W każdym demokratycznym kraju funkcjonują służby odpowiadające za wewnętrzne i zewnętrzne bezpieczeństwo obywateli. I nic w tym dziwnego, wszak potrzeba bezpieczeństwa, to jedna z tych egzystencjalnych potrzeb w hierarchii potrzeb Maslowa.
W Polsce wykrywaniem i zwalczaniem nadużyć w instytucjach państwowych i samorządzie terytorialnym, walką z korupcją oraz badaniem deklaracji majątkowych parlamentarzystów i wysokich urzędników zajmuje się CBA (Centralne Biuro Antykorupcyjne). Z założenia, bo ostatnie wydarzenia wskazują, iż zajmuje się zadaniami, które w moim przekonaniu wprost można nazwać realizacją polityki jednej z partii politycznych, czy też dalej idąc – sprawowaniem realnej władzy w Polsce.

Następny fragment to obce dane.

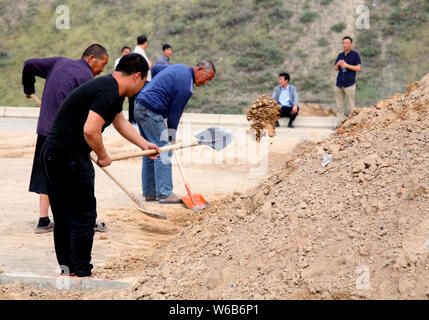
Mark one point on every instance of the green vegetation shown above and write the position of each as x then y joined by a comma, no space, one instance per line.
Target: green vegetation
250,41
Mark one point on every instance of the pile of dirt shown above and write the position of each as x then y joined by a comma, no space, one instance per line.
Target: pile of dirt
264,112
356,228
314,110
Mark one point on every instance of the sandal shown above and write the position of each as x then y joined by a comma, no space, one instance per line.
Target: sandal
100,227
171,199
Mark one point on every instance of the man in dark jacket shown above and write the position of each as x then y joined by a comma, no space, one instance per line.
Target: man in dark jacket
62,76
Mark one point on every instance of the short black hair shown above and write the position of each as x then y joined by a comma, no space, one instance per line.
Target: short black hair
285,75
207,65
96,50
141,39
132,63
166,46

Zachowanie p. Kamińskiego, szefa CBA budzi mój głęboki sprzeciw. Przez miesiące zbiera informacje, zakłada podsłuchy, podstawia agentów, dokonuje analizy danych, po to, by w sytuacji osobistego zagrożenia w postaci postawienia zarzutów nadużycia władzy, dokonać próby kompromitacji Premiera Rządu. Jak można inaczej nazwać pozostawienie Donalda Tuska z niekompletnymi informacjami o prowadzonych nieformalnych działaniach jego urzędników, mogących w przyszłości mieć znamiona działań korupcyjnych i dylematem – zawiadomić prokuraturę i narazić się na zarzut wpływania na prowadzone działania operacyjne CBA, czy też czekać na rozwój wydarzeń narażając się tym samym na zarzut bezczynności?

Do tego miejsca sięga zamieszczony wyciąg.